2. Perlu juga dibangun suatu
situasi dan kondisi yang kondusif bagi karyawan secara individu proaktif dalam
membangun dan meningkatkan kualitas diri, khusus dalam peningkatan kecerdasan
emosional. Sehingga ada atau tidak kebijakan pimpinan organisasi, karyawan
memiliki peluang dan kesempatan dalam meningkatkan kecerdasan emosionalnya
melalui kesadaran dan keikhlasan masing-masing karyawan.
3. Perlu dilakukan penelitian lebih
lanjut dengan pendekatan serupa tetapi dengan obyek penelitian yang berbeda,
sehingga memungkinkan terjadinya generalisasi yang lebih luas dan meyakinkan,
yang pada akhirnya dapat memberikan sumbangsih dalam meningkatkan kinerja
Universitas Azzahra secara keseluruhan.
Daftar Pustaka
Cooper, Robert K., (1999), Executive EQ: Kecerdasan Emosional dalam
Kepemimpinan dan Organisasi, Jakarta: PT. Gramedia Pustaka Utama.
Furtwengler, Dale, (2002), Penilaian Kinerja, Yogyakarta: Andi.
Galton, Maurice dan Brian Simon, (1994),
Progress and Performance in The Primary Classroom, London: Roultledge
dan Kegan Paul.
Golemen, Daniel, (1999), Working With Emotional Intelegence:
Kecerdasan Emosi Untuk Mencapai Puncak Prestasi, Jakarta: PT. Gramedia
Pustaka Utama.
King, Patricia, (1993), Performance
Planning and Appraisal: A How-To Book for Manager, New York, St.
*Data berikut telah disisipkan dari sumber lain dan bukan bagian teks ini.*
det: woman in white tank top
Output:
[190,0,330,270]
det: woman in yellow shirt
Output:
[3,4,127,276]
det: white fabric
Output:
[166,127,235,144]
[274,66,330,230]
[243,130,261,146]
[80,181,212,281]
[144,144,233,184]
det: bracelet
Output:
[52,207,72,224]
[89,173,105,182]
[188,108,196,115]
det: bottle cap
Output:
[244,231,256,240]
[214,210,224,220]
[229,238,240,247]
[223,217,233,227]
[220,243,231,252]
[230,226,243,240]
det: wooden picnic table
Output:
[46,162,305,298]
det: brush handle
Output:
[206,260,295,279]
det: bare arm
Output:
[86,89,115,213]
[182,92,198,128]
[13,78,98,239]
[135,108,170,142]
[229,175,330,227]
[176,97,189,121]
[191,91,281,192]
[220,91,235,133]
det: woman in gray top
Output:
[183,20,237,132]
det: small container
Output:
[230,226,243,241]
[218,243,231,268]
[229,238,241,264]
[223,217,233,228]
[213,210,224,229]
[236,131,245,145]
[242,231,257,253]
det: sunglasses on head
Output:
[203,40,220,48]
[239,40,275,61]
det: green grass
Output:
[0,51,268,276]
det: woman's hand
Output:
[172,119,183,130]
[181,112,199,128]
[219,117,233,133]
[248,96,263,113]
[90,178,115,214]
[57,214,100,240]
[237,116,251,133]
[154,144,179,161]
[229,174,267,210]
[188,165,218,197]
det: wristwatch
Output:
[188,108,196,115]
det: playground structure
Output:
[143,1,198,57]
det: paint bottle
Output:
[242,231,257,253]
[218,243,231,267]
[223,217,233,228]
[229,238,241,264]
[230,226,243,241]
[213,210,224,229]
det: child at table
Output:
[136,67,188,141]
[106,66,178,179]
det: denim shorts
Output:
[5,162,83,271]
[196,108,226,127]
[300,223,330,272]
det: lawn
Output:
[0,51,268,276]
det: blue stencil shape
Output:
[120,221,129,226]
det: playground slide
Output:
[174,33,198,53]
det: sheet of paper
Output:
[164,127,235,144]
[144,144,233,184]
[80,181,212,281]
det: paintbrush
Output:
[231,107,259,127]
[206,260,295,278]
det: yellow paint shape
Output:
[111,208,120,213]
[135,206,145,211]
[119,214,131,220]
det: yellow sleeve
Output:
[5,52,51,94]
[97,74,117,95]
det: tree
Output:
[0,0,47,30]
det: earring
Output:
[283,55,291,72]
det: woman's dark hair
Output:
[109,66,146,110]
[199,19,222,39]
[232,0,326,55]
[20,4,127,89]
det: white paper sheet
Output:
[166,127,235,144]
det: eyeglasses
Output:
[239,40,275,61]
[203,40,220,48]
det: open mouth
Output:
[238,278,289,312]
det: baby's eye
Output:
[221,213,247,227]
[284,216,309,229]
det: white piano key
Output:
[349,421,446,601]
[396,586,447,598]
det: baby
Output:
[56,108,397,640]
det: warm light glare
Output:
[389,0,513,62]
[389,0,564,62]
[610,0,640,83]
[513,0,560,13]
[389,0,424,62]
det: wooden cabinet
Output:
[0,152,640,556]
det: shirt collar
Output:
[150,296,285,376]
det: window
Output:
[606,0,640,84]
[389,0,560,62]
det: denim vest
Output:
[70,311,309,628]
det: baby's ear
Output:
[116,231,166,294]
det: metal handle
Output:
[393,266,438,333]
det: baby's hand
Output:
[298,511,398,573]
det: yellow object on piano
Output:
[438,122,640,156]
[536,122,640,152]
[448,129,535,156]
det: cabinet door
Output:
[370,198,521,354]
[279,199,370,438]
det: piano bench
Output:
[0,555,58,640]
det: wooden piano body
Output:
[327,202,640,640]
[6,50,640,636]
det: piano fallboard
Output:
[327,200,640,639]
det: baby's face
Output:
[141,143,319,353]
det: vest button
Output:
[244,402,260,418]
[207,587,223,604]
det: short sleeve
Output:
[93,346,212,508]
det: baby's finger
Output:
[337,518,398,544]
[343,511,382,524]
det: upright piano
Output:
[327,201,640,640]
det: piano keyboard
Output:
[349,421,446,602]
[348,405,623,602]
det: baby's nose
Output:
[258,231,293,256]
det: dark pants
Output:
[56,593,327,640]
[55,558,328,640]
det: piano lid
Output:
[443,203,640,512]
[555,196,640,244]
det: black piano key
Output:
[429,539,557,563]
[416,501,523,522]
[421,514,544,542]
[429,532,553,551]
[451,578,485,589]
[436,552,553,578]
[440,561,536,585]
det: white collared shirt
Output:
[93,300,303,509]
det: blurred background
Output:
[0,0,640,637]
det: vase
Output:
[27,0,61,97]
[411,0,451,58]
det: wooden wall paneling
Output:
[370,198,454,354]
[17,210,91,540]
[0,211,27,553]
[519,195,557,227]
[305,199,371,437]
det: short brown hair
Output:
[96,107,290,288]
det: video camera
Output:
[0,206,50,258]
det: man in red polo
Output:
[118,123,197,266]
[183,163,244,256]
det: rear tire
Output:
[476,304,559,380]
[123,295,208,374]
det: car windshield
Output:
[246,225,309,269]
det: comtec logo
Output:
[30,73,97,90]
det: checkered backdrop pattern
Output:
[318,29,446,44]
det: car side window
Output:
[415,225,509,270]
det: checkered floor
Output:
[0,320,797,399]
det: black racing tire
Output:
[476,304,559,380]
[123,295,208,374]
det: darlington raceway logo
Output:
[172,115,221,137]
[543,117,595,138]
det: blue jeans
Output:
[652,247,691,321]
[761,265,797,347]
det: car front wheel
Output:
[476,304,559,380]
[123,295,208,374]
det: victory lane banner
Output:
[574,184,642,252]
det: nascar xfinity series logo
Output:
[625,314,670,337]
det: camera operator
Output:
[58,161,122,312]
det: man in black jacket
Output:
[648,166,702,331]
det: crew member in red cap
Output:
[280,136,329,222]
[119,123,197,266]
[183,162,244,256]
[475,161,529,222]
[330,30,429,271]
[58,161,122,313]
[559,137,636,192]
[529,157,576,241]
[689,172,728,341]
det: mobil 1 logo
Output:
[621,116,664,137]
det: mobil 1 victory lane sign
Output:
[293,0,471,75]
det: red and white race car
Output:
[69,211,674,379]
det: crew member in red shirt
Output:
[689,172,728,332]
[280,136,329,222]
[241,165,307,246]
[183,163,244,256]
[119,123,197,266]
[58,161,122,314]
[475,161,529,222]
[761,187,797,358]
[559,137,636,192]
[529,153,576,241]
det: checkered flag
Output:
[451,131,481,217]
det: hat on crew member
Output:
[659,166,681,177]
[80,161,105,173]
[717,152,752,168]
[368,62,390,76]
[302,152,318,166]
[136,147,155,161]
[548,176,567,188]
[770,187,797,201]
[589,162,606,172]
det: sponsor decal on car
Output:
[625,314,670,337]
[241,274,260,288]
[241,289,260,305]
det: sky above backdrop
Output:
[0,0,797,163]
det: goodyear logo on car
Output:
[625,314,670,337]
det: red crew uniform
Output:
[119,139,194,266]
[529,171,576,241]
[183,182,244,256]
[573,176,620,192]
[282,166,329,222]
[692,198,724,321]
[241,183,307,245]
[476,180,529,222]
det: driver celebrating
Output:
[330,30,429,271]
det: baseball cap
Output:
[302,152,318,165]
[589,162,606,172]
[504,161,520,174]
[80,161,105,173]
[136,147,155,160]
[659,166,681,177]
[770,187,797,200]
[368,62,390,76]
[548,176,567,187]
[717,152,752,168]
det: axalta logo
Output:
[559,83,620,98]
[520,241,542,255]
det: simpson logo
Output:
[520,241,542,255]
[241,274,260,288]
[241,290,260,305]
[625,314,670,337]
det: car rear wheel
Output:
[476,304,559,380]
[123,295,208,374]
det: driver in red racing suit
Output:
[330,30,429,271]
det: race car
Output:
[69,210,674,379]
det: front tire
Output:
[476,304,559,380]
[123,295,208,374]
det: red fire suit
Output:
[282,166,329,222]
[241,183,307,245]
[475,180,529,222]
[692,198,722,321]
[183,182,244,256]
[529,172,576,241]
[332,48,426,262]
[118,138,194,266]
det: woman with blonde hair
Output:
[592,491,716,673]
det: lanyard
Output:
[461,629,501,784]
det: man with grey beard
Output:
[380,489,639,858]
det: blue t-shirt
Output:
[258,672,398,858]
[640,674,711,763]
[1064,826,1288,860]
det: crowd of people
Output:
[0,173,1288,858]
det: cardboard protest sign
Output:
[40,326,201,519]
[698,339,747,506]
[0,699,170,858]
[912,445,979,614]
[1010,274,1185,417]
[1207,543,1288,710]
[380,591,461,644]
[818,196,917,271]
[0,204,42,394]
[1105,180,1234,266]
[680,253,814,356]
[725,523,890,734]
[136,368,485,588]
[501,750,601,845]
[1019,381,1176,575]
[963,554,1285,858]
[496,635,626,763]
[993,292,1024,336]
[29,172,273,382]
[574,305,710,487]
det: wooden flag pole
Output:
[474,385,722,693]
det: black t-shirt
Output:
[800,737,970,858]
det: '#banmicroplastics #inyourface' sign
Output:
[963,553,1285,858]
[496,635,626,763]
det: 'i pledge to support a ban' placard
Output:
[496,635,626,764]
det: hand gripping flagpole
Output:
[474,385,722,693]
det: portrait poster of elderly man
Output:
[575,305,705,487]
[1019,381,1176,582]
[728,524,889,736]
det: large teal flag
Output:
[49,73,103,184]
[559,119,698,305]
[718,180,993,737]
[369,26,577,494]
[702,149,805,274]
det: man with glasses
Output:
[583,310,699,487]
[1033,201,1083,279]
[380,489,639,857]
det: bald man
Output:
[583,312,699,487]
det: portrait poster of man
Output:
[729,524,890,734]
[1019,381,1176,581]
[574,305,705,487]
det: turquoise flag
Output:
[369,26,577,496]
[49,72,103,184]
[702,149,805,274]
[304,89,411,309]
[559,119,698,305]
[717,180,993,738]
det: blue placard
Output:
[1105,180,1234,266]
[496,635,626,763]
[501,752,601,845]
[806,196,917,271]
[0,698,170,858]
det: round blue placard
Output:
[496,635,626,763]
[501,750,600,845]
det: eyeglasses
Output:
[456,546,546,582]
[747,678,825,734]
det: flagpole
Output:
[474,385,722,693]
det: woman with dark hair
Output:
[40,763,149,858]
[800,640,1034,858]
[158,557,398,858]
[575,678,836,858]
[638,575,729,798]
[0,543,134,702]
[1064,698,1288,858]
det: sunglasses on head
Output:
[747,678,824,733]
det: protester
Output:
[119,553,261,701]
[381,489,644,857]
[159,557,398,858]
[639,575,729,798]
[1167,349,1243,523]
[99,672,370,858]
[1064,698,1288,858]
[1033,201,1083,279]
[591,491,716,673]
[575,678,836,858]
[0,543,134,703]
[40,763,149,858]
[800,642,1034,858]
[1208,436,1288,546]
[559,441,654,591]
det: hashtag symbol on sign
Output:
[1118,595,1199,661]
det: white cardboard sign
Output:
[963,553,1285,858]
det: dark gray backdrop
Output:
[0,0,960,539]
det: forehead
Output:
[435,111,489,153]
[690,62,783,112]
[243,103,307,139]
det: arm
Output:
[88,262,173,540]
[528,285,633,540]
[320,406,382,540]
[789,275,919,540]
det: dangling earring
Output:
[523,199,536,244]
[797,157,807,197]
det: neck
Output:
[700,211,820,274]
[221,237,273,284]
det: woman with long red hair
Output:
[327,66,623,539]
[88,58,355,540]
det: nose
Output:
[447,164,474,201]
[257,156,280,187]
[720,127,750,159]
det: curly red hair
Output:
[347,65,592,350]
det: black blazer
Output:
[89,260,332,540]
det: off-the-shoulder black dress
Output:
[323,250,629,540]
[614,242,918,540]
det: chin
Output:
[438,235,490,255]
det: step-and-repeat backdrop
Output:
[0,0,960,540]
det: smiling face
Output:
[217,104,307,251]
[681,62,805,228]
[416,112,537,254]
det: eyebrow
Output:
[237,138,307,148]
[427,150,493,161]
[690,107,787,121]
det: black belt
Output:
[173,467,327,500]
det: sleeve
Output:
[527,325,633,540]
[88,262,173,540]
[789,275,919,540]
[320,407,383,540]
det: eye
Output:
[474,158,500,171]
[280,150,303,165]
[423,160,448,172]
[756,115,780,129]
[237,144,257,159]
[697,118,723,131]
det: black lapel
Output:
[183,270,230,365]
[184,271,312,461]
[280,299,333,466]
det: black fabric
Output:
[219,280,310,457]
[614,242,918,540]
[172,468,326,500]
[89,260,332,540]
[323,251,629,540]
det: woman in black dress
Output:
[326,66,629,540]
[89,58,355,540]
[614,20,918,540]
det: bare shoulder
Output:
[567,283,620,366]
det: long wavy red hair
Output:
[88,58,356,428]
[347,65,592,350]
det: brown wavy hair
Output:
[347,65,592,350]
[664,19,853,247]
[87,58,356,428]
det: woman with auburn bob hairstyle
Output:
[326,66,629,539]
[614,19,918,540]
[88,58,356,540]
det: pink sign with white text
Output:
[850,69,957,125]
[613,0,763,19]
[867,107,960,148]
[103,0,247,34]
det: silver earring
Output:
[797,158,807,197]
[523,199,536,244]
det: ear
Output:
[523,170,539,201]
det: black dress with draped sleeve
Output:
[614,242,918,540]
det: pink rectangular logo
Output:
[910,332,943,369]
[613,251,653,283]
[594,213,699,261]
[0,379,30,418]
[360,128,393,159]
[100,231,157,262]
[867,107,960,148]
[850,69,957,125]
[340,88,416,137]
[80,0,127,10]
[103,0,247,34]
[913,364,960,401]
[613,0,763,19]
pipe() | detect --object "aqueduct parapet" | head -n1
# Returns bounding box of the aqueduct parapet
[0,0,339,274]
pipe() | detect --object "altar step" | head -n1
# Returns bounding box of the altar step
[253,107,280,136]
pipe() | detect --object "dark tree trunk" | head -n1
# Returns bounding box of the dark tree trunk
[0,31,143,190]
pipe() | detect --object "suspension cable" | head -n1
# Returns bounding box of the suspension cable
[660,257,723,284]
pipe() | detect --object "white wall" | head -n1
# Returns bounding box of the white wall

Lois San
Fancisco: McGraw-Hill Book Company, 1993.
Mangkunegara, A. A. Anwar Prabu, (1995), Manajemen Sumber Daya Manusia Perusahaan,
Bandung: Remaja Roesdakarya, 1995.
Morgan, King, Weisz & Schopler, (1986), Introduction to Psychology, Mc.
Graw-Hill: Book Company.
Segal, Jeanne, (2000), Melejitkan Kepekaan Emosional: Cara Baru
Praktis untuk Mendayagunakan Potensi Insting dan Kekuatan Emosi Anda, Bandung:
Kaifa.
Simamora, Hanry, (1995), Manajemen Sumber Daya Manusia, Yogyakarta: STIE YKPN, 1995.
Sugiyono, (1999), Statistika Untuk Penelitian, Bandung, Alfabeta.